Hey everyone, I've been having a really odd issue that has me and everybody else I show stumped.. I'll try to put in as much detail as I can!


In Photoshop, with any document open all of my greys come up showing as browns!

When I choose the eye dropper tool, and take a sample out of anything that is grey (including the empty window space) it comes up in a shade of brown..

Any white to black colour codes I type in, it comes up a shade of brown..

Here is a screenshot of me using the filler tool after sampling the grey empty space:









Here is a screenshot of my colour settings, I've gone through and changed to every single one in each drop down and it's all stayed the same!

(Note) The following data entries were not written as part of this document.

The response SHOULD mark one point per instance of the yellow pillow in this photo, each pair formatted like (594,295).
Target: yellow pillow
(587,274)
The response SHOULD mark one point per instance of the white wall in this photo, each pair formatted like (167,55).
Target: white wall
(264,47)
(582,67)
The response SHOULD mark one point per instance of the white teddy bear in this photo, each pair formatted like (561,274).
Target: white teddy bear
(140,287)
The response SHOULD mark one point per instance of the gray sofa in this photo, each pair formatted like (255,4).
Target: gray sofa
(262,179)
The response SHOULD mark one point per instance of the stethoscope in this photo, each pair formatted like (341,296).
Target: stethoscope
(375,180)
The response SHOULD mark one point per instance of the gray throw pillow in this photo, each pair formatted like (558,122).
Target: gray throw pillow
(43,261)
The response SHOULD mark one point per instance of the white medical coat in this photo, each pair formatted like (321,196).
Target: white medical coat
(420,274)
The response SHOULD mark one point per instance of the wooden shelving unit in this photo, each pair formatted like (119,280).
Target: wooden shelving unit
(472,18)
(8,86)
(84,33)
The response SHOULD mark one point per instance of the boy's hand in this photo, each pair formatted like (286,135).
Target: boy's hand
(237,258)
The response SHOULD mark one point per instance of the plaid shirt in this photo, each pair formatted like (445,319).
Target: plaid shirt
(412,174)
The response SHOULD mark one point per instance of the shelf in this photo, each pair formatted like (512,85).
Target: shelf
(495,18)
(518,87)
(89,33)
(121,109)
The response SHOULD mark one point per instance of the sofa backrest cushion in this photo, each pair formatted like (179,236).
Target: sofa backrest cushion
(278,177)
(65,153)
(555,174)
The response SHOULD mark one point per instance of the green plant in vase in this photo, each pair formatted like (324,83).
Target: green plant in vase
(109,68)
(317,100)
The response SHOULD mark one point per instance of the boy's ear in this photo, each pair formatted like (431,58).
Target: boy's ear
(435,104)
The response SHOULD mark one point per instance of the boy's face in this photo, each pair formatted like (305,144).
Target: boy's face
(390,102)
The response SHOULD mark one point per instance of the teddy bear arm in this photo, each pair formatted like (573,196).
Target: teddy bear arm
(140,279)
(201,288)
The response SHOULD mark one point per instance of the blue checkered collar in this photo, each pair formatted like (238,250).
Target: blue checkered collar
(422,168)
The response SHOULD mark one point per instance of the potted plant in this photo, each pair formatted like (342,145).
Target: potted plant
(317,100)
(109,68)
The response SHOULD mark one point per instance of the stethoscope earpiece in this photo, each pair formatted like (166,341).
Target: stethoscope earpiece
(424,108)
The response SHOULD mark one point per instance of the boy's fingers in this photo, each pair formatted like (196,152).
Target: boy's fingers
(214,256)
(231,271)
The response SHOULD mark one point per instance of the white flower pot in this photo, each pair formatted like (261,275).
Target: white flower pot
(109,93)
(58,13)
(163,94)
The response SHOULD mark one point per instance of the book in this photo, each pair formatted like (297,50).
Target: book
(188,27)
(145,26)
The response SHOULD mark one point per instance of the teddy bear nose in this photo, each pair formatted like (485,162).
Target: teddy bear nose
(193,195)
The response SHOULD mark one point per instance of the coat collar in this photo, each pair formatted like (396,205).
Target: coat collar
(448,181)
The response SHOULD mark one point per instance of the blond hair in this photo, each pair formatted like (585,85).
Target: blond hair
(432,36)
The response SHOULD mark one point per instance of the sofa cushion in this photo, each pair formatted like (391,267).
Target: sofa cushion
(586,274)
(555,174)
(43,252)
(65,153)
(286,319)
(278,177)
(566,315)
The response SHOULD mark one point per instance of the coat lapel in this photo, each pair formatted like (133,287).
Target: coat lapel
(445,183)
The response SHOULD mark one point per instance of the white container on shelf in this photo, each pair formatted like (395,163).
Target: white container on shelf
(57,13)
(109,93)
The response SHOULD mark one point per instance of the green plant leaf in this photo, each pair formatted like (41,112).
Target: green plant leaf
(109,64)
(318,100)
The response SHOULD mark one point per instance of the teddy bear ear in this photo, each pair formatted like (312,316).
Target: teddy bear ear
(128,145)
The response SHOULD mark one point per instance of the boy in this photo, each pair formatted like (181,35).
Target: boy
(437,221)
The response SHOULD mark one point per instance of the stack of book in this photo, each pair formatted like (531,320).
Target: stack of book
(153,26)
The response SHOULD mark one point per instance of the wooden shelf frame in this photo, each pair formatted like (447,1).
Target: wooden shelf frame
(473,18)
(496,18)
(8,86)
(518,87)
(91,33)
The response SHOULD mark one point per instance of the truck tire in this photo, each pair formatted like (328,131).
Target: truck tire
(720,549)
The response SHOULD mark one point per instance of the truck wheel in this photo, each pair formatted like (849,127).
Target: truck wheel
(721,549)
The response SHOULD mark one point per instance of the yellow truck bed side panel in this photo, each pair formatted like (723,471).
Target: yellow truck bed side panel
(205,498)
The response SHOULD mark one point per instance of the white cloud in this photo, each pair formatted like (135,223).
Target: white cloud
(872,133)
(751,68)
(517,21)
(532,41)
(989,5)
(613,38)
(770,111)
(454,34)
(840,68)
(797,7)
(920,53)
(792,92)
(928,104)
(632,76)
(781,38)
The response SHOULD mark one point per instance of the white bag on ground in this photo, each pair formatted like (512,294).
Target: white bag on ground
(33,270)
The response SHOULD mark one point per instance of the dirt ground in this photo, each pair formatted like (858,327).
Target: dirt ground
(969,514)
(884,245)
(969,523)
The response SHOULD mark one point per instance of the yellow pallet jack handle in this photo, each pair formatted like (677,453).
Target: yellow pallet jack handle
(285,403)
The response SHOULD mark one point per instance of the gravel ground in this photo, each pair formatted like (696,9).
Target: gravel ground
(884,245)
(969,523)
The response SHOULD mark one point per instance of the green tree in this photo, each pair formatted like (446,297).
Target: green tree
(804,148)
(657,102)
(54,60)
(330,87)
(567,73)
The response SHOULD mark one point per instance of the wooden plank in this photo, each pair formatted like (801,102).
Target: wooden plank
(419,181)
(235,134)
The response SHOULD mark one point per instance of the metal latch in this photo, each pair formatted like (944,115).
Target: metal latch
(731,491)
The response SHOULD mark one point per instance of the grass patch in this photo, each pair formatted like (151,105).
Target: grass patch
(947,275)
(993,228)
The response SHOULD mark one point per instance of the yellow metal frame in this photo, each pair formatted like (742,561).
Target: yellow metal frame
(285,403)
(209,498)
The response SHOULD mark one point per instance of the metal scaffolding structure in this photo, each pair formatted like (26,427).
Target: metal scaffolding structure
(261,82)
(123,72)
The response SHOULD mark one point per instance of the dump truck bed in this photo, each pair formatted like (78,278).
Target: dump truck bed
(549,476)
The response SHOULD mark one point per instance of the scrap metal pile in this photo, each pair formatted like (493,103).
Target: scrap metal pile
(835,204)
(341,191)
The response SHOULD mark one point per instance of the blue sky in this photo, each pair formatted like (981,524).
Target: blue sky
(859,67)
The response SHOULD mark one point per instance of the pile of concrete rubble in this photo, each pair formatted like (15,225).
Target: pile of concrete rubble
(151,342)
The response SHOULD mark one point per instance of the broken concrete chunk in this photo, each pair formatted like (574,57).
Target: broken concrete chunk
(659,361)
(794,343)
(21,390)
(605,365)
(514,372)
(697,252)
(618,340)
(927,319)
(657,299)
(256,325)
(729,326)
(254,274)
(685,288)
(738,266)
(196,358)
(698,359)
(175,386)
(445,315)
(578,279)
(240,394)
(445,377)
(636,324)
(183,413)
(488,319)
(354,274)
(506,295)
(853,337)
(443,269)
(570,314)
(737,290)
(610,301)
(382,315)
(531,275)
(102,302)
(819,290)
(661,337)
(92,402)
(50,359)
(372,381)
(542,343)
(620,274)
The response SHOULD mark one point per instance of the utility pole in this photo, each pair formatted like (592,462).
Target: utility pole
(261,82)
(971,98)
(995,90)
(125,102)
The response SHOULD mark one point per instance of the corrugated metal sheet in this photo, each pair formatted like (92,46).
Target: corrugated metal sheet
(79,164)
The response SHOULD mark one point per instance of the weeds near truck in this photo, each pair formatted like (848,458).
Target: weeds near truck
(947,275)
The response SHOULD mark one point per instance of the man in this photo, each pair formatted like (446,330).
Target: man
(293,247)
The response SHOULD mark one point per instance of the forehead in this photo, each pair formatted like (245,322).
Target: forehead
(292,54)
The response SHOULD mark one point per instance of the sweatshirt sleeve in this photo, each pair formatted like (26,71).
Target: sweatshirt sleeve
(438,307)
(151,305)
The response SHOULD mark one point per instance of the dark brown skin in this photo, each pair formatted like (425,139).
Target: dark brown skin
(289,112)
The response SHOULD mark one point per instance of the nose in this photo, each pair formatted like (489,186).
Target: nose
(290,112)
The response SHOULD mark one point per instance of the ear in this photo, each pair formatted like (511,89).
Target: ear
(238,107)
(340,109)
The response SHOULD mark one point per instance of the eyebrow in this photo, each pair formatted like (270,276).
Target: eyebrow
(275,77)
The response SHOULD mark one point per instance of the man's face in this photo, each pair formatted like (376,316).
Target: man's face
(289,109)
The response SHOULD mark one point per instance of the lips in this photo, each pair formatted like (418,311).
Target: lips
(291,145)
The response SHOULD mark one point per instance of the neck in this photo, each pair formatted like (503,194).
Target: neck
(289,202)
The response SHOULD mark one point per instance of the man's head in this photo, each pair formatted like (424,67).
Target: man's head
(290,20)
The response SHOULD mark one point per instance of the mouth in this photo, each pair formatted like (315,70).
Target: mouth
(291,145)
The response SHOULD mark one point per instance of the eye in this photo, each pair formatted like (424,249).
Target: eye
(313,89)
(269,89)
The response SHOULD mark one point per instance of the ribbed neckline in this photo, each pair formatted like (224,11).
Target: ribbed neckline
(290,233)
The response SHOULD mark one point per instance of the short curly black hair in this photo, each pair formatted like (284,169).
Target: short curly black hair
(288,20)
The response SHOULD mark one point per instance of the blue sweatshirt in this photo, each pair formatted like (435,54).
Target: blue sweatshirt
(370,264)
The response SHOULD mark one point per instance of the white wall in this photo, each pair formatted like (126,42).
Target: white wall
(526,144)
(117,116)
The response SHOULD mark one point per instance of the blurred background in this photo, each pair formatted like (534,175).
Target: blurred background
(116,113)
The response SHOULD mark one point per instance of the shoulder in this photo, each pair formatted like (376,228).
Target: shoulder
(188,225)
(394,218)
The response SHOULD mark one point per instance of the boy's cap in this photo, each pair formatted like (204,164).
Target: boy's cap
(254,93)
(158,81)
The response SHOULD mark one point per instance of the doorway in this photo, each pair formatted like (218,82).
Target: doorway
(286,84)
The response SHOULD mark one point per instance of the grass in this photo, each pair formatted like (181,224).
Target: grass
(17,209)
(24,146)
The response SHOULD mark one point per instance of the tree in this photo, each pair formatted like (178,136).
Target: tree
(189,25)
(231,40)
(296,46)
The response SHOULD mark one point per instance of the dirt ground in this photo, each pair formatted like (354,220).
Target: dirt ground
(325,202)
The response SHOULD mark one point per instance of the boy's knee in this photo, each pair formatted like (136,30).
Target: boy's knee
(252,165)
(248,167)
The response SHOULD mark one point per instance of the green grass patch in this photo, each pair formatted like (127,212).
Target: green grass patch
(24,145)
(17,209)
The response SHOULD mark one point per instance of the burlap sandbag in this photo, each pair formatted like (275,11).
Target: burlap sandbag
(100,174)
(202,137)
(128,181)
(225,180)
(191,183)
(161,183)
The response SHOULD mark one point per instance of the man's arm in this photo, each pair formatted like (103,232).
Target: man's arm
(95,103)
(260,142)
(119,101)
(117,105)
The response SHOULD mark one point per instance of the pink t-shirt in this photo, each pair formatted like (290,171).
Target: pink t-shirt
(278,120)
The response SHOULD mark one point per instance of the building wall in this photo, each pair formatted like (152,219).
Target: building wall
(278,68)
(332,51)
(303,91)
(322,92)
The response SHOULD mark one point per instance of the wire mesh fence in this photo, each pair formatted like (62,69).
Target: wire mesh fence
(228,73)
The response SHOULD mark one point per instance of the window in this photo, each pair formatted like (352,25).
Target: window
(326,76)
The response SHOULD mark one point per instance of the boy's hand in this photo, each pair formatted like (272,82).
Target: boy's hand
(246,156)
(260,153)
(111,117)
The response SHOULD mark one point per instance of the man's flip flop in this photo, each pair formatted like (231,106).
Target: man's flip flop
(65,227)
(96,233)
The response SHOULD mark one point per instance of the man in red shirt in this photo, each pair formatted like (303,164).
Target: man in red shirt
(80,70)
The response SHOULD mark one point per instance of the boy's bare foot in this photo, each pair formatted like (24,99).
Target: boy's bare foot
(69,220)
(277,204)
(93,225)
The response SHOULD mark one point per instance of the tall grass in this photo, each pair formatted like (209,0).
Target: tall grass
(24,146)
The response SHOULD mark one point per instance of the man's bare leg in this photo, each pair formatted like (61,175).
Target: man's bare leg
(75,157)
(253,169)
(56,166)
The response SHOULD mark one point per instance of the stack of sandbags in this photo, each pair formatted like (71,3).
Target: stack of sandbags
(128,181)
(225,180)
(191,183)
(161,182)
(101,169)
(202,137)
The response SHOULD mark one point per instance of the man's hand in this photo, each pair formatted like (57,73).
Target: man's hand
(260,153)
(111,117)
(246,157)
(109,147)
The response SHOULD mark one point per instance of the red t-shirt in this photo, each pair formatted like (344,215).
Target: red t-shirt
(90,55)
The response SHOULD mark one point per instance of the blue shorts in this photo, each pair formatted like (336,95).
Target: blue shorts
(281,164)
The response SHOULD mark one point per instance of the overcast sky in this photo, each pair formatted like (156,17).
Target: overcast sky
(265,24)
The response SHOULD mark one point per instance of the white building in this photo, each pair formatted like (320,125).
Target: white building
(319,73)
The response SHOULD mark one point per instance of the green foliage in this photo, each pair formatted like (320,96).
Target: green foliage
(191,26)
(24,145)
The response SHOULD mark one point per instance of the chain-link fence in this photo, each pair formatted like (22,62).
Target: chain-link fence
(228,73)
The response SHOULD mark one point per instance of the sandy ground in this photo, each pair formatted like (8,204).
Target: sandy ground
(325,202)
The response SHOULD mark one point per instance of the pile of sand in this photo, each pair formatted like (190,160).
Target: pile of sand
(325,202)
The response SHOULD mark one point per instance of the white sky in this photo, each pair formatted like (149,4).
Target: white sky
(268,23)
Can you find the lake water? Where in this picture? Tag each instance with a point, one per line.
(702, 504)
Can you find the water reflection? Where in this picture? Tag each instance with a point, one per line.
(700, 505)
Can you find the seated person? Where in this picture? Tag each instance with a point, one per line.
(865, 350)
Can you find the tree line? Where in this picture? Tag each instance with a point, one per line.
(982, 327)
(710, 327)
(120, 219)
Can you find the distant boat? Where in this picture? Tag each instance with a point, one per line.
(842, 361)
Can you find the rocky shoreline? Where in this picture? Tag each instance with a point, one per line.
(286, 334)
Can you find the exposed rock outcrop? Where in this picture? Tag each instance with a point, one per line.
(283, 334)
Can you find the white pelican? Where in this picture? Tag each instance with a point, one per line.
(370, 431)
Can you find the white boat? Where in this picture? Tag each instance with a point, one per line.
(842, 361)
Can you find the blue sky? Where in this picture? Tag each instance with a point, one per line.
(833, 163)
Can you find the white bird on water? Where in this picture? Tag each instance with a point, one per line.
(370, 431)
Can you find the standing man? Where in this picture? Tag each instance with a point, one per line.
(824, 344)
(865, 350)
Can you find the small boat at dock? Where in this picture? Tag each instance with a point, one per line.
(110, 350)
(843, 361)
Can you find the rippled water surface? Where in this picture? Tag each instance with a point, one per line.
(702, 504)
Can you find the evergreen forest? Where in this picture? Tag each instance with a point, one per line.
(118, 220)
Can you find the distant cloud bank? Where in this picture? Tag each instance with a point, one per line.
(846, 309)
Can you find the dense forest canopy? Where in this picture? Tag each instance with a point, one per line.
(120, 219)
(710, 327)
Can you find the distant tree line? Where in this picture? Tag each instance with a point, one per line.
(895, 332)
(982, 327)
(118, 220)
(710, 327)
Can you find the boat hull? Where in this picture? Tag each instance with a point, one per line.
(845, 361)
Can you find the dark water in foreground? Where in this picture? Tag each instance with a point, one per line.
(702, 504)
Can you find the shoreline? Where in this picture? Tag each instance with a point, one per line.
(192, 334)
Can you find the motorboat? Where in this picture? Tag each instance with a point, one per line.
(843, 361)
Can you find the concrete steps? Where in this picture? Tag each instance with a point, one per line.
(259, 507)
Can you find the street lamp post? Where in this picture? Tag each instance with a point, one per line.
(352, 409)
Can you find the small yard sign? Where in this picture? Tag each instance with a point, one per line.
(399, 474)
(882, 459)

When I save the document as a JPG they look as they should, when I do "Save For Web" it displays the greys properly! It is ONLY when I have it open in Photoshop to work on that it displays odd.. Any JPG I download from the web and open in photoshop has a brown look to it (the greys).. But if I open the same pictures NOT in Photoshop they display fine!

All websites and everything else do NOT have this issue, any images or anything else not in photoshop do not have this issue too!


So can anybody please shed some light on this? 

I'm using a standard Dell Optiplex 760 computer, Dual Dell 2009W 20" monitors and Windows Vista..
It is a work computer, my old machine died so they gave me a random new machine they got in to use instead.. Everything worked fine on my old computer.. Hell, it even had the exact same hardware and software set up (as far as I am aware) as this new machine!

I am having this issue in ONLY in Photoshop CS3.. Illustrator and any other piece of software on my machine seem to display fine.. :4-dontkno


----------